今回は小説『マスカレード・イブ』東野 圭吾(著)のご紹介!
「マスカレード」シリーズはこれまでも読んできましたし、映画も見に行っています。本作品は、「マスカレード」シリーズの第二作目のようですが、主要人物である新田刑事とホテルで働く山岸が出会う前の話が綴られています。
一つ大きな事件を取り扱うだけでなく、細かな謎も描かれており、一つ一つの事件解決も楽しく読み進めていくことができます。
書籍の情報を以下にまとめます▼
INFO
タイトル:『マスカレード・イブ』
著者:東野 圭吾
出版社:株式会社 集英社
発売日:2014年8月
メモ:本シリーズの主要人物が出会う前の物語
あらすじ

ホテル・コルテシア大阪で働く山岸尚美は、ある客たちの仮面に気づく。一方、東京で発生した殺人事件の捜査にあたる新田浩介は、一人の男に目をつけた。事件の夜、男は大阪にいたと主張するが、なぜかホテル名をいわない。殺人の疑いをかけられてでも守りたい秘密とは何なのか。お客様の仮面を守り抜くのが彼女の仕事なら、犯人の仮面を暴くのが彼の職務。二人が出会う前の、それぞれの物語。
『マスカレード・イブ』裏表紙より
読書感想

香りのタイムマシン
香りというものは、視覚や聴覚以上に人間の記憶と密接に結びついている感覚である。ある特定の香りを嗅いだ瞬間に、何年も前の出来事が鮮明に思い出されるという体験は、多くの人が経験していることであろう。懐かしい香りは、まるでタイムマシンのように私たちを過去へと連れ戻し、感情や風景までも呼び覚ます力を持っている。
私の幼少期を振り返っても、香りが記憶と強く結びついていた場面が多く存在する。例えば、友人の親が所有する車に乗せてもらった際、独特の車内の匂いがどうしても好きになれなかったことを覚えている。その香りは芳香剤とも、タバコとも言えぬ何とも形容しがたいもので、子供ながらに「なぜこの匂いが気にならないのだろう」と疑問を抱いた記憶がある。

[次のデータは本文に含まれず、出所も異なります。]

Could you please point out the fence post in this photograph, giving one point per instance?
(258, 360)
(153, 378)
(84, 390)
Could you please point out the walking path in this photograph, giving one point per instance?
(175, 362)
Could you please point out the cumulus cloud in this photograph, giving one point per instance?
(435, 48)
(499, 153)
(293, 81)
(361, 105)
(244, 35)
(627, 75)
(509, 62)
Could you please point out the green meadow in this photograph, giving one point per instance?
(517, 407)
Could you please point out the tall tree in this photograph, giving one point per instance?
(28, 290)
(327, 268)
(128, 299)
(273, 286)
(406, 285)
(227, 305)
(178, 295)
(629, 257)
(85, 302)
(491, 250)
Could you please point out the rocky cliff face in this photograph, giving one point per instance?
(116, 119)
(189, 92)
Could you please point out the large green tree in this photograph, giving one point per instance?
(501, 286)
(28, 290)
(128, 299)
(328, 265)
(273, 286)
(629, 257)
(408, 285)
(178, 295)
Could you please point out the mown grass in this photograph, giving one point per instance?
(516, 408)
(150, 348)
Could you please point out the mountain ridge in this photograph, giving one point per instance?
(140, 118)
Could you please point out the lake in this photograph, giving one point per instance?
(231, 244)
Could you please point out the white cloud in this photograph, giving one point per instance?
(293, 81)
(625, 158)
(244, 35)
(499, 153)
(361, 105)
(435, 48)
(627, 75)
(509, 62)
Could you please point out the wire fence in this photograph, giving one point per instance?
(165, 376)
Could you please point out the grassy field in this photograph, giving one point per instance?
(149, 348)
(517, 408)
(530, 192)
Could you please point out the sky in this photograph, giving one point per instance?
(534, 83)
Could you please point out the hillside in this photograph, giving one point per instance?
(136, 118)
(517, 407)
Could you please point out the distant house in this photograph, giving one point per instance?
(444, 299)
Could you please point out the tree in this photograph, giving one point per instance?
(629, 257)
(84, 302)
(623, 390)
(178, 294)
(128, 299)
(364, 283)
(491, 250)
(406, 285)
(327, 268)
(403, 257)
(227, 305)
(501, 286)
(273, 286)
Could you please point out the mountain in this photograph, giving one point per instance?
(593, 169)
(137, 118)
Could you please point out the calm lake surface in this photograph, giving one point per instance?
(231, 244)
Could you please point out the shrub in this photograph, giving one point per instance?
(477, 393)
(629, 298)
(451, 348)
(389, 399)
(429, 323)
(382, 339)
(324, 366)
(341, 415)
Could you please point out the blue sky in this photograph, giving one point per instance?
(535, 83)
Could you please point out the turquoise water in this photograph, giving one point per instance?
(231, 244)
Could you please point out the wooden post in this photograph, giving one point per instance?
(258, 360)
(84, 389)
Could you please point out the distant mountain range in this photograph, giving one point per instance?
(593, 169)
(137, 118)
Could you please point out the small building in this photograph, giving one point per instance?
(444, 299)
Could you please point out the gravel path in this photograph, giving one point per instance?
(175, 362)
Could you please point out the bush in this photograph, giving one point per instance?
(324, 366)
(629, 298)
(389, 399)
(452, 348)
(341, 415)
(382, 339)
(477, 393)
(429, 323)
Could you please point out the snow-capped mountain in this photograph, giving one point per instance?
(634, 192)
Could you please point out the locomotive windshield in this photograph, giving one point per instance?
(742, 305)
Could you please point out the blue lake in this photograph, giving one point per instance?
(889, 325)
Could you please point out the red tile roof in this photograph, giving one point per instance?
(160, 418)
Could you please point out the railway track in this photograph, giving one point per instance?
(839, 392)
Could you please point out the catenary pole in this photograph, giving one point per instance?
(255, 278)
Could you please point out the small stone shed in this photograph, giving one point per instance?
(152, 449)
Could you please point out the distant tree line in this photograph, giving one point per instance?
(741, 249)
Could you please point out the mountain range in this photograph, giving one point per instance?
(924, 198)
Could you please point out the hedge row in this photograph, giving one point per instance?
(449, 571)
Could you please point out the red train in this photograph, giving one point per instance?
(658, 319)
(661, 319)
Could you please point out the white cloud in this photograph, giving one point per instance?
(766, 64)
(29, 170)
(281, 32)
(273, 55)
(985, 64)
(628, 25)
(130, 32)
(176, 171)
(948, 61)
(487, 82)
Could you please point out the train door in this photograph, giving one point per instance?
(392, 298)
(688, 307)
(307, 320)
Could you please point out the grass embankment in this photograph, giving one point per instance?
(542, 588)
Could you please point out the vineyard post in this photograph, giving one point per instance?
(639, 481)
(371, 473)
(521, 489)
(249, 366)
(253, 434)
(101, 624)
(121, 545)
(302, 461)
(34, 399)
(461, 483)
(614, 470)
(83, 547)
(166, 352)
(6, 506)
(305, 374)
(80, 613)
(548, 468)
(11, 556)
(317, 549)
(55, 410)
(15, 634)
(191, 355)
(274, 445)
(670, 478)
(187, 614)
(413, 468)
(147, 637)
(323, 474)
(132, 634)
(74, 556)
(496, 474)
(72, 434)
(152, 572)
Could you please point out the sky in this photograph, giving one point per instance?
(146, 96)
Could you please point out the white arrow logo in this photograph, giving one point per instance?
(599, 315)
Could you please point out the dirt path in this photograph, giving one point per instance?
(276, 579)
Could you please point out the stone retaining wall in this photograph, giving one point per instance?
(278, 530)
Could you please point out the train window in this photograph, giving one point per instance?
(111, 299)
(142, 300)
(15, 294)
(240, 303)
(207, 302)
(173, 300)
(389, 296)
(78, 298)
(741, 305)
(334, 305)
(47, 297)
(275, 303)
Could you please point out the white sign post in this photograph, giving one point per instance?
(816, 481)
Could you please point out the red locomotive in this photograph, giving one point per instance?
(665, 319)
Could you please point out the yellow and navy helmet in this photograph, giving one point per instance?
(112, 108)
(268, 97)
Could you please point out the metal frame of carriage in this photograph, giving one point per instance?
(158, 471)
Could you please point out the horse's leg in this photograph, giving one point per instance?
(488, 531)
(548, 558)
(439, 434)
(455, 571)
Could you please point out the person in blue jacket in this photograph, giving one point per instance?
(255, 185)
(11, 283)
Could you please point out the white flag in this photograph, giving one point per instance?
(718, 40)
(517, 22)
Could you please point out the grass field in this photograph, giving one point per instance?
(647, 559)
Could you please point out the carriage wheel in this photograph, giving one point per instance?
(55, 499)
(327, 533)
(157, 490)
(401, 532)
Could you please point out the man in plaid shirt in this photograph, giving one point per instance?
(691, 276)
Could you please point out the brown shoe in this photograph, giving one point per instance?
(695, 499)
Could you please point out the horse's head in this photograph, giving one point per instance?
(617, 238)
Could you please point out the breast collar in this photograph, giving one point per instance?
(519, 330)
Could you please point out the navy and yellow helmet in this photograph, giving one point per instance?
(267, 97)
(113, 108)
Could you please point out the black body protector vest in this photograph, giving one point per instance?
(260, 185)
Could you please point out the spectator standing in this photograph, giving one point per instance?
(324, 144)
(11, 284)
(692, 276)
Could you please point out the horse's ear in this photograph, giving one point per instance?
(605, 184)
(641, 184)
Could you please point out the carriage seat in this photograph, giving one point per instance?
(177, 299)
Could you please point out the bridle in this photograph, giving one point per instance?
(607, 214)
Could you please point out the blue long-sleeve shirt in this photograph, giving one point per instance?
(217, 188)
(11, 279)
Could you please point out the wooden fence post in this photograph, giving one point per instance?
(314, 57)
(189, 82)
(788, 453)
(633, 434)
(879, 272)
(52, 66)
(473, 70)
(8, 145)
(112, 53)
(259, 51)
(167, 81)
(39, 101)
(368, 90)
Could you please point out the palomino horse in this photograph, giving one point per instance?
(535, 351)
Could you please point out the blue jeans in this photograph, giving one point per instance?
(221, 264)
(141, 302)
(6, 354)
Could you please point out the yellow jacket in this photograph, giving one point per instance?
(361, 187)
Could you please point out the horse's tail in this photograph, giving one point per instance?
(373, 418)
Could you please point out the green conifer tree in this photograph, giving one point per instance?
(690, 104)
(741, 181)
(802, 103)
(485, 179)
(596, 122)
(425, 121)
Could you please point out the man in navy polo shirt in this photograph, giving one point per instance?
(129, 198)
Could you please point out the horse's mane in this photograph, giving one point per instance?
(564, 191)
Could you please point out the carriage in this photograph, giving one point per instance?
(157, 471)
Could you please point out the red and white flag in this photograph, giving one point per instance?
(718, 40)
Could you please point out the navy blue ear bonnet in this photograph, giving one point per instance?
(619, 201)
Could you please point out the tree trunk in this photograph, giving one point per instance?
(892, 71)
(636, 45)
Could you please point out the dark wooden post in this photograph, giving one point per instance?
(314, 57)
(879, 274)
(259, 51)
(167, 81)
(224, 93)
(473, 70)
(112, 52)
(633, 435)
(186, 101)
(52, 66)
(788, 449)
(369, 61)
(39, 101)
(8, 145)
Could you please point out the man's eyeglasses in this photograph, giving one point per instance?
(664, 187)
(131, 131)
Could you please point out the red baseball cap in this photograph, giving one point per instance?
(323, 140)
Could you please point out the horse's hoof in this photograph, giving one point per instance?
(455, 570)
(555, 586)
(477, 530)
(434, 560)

香りの好みは主観的であり、個人の生活環境や記憶と密接に関係している。そのため、自分にとって不快な香りも、他者にとっては安心感をもたらすものである場合もある。香りが無意識のうちに人間関係や空間の印象に影響を与えているという点は、日常生活の中では見過ごされがちだが、実は非常に重要な感覚領域なのである。
私も知らないあの人の努力
情報過多の現代社会において、知らず知らずのうちに他者と自分を比較してしまう人が増えている。SNSやメディアの発達により、他人の成果や生活が常に視界に入るようになった結果、「隣の芝は青い」という感覚はさらに強化されている。もはや隣の芝を見すぎるあまり、自分の芝が何色かさえわからなくなっているのが現状である。
このような時代においては、他人との比較ではなく、過去の自分との比較を重視する姿勢が求められる。成長や幸福感は、外的評価ではなく自己認識に基づくべきであり、自分自身にとっての有意義な行動や達成感を大切にすることが、豊かな人生を築く鍵となる。
しかし現実には、他人との比較によって評価や地位が決まる場面も多く存在する。どれほど努力を重ねたとしても、それが外から見えなければ評価に結びつかないこともある。自分の努力は自分にしかわからず、それが報われない場面に直面するたび、人は葛藤を抱える。
だからこそ私たちは、そのような悶々とした感情とどう向き合うかが重要となる。評価されなかったからといって自分の努力の価値が失われるわけではない。また、他人の背後にも、自分には見えない努力や苦悩があるかもしれないと想像することで、感情を少しでもやわらげることができるのである。他人との比較を避けきれない時代だからこそ、自分と静かに向き合う時間がますます大切となっているのだ。